Mar. 28th, 2009

proximoception: (Default)
But are literary works directed against ephebes? Is the struggle just a phantom one, or a real one? (Or, anyway, two successive and complementary phantom ones?)

Or only in the sense that any engaged reader is an ephebe - the attempt is made to replace the reader's thoughts with what cannot be reformulated differently without loss, so that the text forever captures a feeling, so that this captivity is noticed whenever the feeling is felt, so that to remember the captivity is to remember the name of a writer?

I need to think there is more generosity here. Shelley (e.g.) wanted me to see the world his way because it was true and needful to do so, not just his. And even the most confident, intelligent authors are still asking you, aren't they: isn't it like this? Don't you find it's just this way? Or perhaps it just works out that way - the best thing you can say to be remembered is the truth. Anything else can be fought off, transcended; the best Poe could hope would be to speak to some stage almost everyone goes through. Immortality-seekers smarter than Poe wouldn't want that. It would feel like mere graffiti, like an honorary mention. To be remembered as teacher and friend would be remarkable.

---

Put to writing that by the question of who is the demiurge, the precursor or ephebe? The ephebe becomes it in relation to the purer vision of the precursor, which she refuses to merely repeat but finds that she cannot improve on, therefore maims (reconstitutes and then maims in her own work!) in order to feel/deceive-readers-to-feel her work corrects it. But the precursor is the demiurge from the ephebe's perspective, both in the weaker sense of having marred the purity of what the ephebe should have been able to write by writing it first, and in the more classically culpable one of having passed on a vision they had maimed - either that of their own precursor or whatever rich world-given earliness we latecomers can't see for the noisy dead in the way. But the ephebe secretly knows her crime - the arc of the completed poetic career is a sort of confession. What does the precursor know, as precursor? (Loop to beginning above.)
proximoception: (Default)
Perhaps related:

Students hate being wrong, but they will accept being the least wrong in some group pre-designated as wrong (e.g. "students"). Getting them all to compete for that position is essential in a discussion-based class: any student feeling they're out of the running will take refuge in the excuse that they weren't trying - therefore will immediately stop trying so that this consoling theory is never disproved. So you praise what you can in any wrong answer (and you're always trying to ask them things they initially get mostly but not entirely wrong, so that you and they can take turns correcting it, thereby taking the class toward some goal while keeping it awake).
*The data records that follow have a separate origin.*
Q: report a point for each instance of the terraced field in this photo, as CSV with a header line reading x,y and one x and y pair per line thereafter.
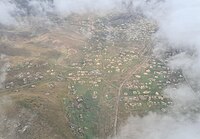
x,y
83,78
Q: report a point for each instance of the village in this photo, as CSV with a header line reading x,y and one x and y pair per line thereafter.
x,y
113,69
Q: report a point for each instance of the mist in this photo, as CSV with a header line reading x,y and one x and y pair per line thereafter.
x,y
17,12
179,29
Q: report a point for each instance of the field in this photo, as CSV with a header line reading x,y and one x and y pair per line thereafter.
x,y
84,78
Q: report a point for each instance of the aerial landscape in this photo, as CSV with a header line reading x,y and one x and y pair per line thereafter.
x,y
104,69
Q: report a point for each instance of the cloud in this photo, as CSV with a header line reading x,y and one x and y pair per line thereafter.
x,y
178,22
155,126
16,12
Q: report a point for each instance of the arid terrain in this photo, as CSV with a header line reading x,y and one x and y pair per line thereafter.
x,y
80,78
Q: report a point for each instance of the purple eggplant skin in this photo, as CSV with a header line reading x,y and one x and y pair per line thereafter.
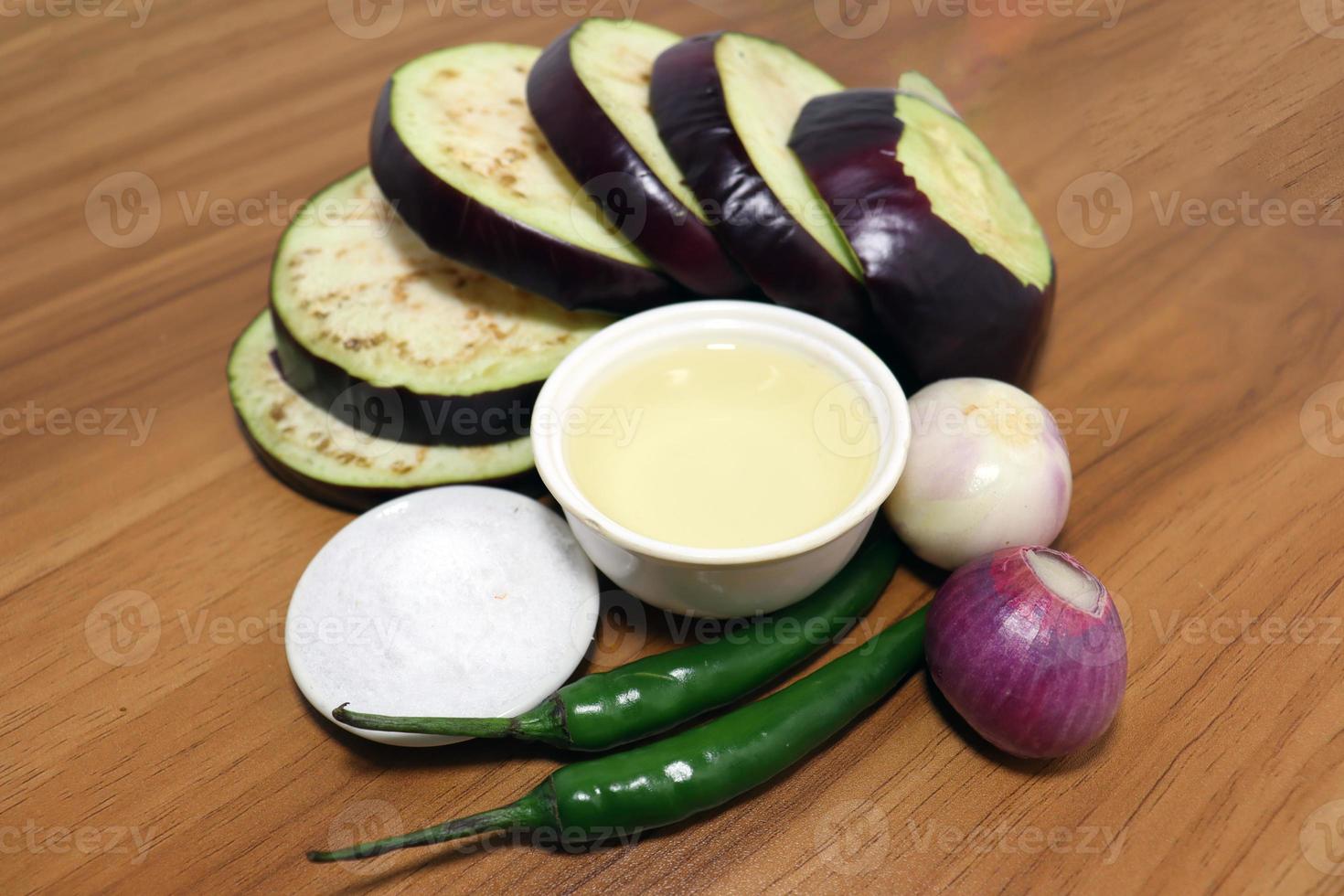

Actually, I'm not saying this is how one should teach, but it's how I'm trying to at the moment and how I've often seen it done. I have no clue if it works.

Students catching on to the fact that teaching proceeds this way come to realize that to not behave like the members of the group pre-designated as wrong behave is the best way to look right and take their place among the elect. One way to prove they're right is to answer questions without looking like they hate it when their answer is wrong - to answer often, and wrongly often, since that's what's being solicited. Looking happy that they're being set straight, happy that a truth is out there for them to find, happy to be tripping and flopping and spinning if each misstep is one more they will not make again and the treasure that much more assured. Note that it's just an appearance: they're still after an A or whatever. But get students to this point and they can learn a ridiculous amount, since leaping's the quickest way forward (and who of us has the guts to do it on our own, most days?). Thinking by leaps, in class or in papers, they'll get somewhere, and more importantly know that they got somewhere (a), can get somewhere (b), can get somewhere by leaping (c).

In my experience not even all graduate students, even those who themselves teach, are quite there. How do you reward the courage to be wrong in a way that can even compete with the natural high of being right, or at least more than offsets the natural low of being wrong?

It's a good thing you don't need to know how to teach to teach. For me, anyway.
proximoception: (Default)
And related to that:

The best way to teach is to not worry about how you might be teaching wrong in general, but to worry about each of the specific major ways you might be teaching wrong. It's probably the same with parenting: consciousness of the process as a process is doubtless an impediment, but various errors of those blissfully unconscious of what they're doing to their kids are much worse than those made by overly self-conscious parents. Categorical fear is panic, is dark pantheism, you against the whole world, can lead to premature surrenders or unnecessary wars. Subcategorical fears, some of them, are good sense.